Jun Neri, lead economist at Bank of the Philippine Islands, said there is a significant chance that full-year inflation will exceed the BSP’s four percent target to average 4.3 percent, unless the supply constraints are addressed.

Neri said the ASF problem would not likely subside soon since it’s going to take the swine industry several months to address this even if President Duterte has issued an order imposing a 60-day price ceiling on pork and chicken products in Metro Manila.

“With inflation now above four percent, the BSP will likely refrain from doing additional rate cuts this year. On the other hand, the possibility of a rate hike is slim right now given the economic situation, but we are not discounting this especially if inflation becomes unmanageable,” Neri said.

He also cautioned against the risks of keeping real interest rates in negative territory for a long time.

“Negative real interest rates are difficult to reverse as policy makers tend to overreact to volatility by the time policy needs to be reversed. Low rates for an extended period can also lead to property, asset bubbles and more income inequality,” Neri said.

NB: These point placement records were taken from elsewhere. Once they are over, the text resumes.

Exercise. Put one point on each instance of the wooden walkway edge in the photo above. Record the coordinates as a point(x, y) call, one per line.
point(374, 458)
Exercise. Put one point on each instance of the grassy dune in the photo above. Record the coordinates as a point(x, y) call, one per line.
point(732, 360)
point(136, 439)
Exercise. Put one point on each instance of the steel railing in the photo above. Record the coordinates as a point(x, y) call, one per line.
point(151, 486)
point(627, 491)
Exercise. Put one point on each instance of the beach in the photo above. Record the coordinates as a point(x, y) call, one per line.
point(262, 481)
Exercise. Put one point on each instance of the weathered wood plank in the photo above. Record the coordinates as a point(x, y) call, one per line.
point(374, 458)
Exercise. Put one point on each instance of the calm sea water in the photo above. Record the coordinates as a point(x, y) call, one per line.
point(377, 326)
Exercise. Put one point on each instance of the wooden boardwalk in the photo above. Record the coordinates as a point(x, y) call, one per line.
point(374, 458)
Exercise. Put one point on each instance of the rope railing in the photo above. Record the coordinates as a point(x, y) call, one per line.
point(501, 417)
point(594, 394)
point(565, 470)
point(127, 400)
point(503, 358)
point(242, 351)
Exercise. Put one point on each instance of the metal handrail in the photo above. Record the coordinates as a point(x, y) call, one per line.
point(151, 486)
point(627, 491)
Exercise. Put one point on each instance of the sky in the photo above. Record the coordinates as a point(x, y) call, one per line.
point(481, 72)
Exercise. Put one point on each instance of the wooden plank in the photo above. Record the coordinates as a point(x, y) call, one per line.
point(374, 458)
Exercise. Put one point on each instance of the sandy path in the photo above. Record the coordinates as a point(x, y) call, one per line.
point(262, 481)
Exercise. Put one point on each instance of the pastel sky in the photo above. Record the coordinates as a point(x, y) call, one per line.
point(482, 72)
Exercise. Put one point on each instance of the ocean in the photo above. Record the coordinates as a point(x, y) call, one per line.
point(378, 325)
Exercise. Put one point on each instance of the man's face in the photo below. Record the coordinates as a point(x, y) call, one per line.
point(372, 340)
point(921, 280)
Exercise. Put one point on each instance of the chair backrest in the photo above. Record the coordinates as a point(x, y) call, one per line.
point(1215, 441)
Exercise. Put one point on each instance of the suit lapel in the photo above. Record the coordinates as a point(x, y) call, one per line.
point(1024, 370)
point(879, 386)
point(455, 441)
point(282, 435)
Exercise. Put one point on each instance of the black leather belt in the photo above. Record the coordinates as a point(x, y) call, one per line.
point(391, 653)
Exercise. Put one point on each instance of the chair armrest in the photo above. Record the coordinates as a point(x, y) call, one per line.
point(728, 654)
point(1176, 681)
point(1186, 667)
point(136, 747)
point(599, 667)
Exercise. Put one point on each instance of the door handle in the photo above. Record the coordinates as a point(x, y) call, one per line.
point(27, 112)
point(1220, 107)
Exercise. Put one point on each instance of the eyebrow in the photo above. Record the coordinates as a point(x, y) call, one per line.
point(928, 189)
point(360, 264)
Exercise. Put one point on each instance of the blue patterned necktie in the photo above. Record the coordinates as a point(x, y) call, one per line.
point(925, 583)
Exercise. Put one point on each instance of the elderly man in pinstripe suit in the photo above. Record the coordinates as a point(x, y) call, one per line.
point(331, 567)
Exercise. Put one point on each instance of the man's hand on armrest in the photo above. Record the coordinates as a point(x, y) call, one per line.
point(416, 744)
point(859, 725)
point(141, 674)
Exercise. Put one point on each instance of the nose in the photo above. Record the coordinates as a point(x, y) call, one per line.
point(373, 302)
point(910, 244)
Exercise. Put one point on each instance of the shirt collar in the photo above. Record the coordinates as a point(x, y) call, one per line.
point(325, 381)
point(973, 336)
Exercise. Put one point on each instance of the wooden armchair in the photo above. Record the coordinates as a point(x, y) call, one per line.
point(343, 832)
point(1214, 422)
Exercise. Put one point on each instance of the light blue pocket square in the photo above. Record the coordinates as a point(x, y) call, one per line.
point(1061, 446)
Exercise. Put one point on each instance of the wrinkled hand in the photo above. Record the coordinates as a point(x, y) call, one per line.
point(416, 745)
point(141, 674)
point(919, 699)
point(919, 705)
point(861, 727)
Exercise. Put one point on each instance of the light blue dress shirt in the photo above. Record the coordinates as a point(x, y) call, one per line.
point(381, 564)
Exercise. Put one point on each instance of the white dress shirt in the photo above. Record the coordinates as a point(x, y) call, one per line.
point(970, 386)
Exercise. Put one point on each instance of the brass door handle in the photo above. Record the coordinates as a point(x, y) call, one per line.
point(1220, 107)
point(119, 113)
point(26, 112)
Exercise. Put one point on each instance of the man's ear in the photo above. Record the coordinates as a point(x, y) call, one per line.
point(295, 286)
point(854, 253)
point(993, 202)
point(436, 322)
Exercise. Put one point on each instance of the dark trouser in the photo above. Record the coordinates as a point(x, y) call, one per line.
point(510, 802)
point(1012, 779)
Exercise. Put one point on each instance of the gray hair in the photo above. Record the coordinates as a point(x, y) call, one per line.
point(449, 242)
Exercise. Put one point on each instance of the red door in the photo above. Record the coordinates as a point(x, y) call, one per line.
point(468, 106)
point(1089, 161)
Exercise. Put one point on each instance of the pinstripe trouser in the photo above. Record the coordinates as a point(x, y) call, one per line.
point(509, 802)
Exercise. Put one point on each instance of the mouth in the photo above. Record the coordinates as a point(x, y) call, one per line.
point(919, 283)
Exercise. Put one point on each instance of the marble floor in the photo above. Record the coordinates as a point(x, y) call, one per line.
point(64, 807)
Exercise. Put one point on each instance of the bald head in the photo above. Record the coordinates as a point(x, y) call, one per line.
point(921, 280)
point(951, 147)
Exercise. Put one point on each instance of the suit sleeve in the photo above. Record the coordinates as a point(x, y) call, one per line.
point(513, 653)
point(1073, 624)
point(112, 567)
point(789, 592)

He added negative real interest rates erode the margins of financial institutions, making it difficult to preserve capital more so with rising non-performing loans (NPLs).

“We also reiterate our view that monetary policy has done so much already, and overdependence on it will likely provide marginal benefits. Interest rates have been low for many months, and yet loan growth continues to slow down and may soon plateau. Cutting interest rates does not address the underlying problem or the main reason why loan growth is deteriorating,” Neri said.

For his part, ING Bank senior economist Nicholas Mapa said it would be difficult for the BSP to hike rates in the near term as this would run counter to the objective of providing support to the ailing economy.

“We had signaled the possibility of slowflation, a period of fragile economic growth in an environment of accelerating prices, but we had not expected it to show up this quickly,” Mapa said.

He added the long pause suggested by the BSP chief makes even more sense given that any potential rate hikes would have little impact on increasing the supply of pork or vegetables in the market.

Mapa said he does not expect a repeat of the inflation episode in 2018 when inflation peaked at 6.7 percent, as the planned price caps would work initially.

“And although we do not expect this inflation episode to resemble the 2018 breach where prices surged by as high as 6.7 percent with the peso in much better shape than back then, the acceleration in prices will nonetheless whittle down whatever is left of purchasing power and likely delay the return of the consumption juggernaut a little longer,” Mapa said.